The default fallback signers.

default_serializer = <module 'json' from '/usr/lib/python3.5/json/__init__.py'>

If a serializer module or class is not passed to the constructor this one is picked up. This currently defaults to json.

default_signer

alias of itsdangerous.signer.Signer

dump(obj, f, salt=None)

Like dumps() but dumps into a file. The file handle has to be compatible with what the internal serializer expects.

dump_payload(obj)

Dumps the encoded object. The return value is always bytes. If the internal serializer returns text, the value will be encoded as UTF-8.

dumps(obj, salt=None)

Returns a signed string serialized with the internal serializer. The return value can be either a byte or unicode string depending on the format of the internal serializer.

iter_unsigners(salt=None)

Iterates over all signers to be tried for unsigning. Starts with the configured signer, then constructs each signer specified in fallback_signers.

load(f, salt=None)

Like loads() but loads from a file.

load_payload(payload, serializer=None)

Loads the encoded object. This function raises BadPayload if the payload is not valid. The serializer parameter can be used to override the serializer stored on the class. The encoded payload should always be bytes.

load_unsafe(f, *args, **kwargs)

Like loads_unsafe() but loads from a file.

New in version 0.15.

loads(s, salt=None)

Reverse of dumps(). Raises BadSignature if the signature validation fails.
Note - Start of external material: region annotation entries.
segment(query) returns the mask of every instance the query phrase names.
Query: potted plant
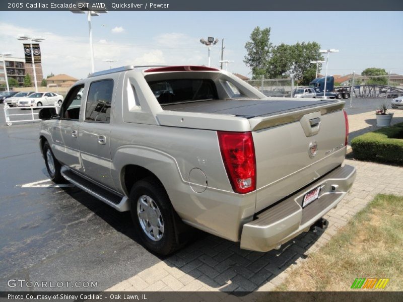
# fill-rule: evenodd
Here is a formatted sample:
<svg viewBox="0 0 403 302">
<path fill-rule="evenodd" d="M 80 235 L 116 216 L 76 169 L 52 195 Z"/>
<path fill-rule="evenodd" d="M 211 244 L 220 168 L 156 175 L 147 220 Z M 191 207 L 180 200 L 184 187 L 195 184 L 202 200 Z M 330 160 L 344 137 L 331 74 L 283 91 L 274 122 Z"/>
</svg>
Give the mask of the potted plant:
<svg viewBox="0 0 403 302">
<path fill-rule="evenodd" d="M 379 110 L 377 110 L 375 114 L 376 115 L 376 125 L 378 127 L 384 127 L 390 126 L 393 114 L 387 112 L 389 109 L 389 105 L 382 104 L 379 107 Z"/>
</svg>

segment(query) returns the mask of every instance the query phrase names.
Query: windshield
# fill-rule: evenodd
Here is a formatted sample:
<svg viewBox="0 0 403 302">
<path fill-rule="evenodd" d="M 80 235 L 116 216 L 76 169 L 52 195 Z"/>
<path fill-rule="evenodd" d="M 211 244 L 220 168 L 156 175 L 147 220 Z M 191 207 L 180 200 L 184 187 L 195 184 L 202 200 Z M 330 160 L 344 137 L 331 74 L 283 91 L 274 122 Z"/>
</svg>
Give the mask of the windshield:
<svg viewBox="0 0 403 302">
<path fill-rule="evenodd" d="M 14 96 L 14 97 L 26 97 L 28 94 L 29 94 L 29 92 L 19 92 Z"/>
<path fill-rule="evenodd" d="M 34 93 L 29 96 L 31 98 L 41 98 L 43 95 L 43 93 Z"/>
</svg>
loads_unsafe(s, salt=None)

Like loads() but without verifying the signature. This is potentially very dangerous to use depending on how your serializer works. The return value is (signature_valid, payload) instead of just the payload. The first item will be a boolean that indicates if the signature is valid. This function never fails.

Use it for debugging only and if you know that your serializer module is not exploitable (for example, do not use it with a pickle serializer).

New in version 0.15.

make_signer(salt=None)

Creates a new instance of the signer to be used. The default implementation uses the Signer base class.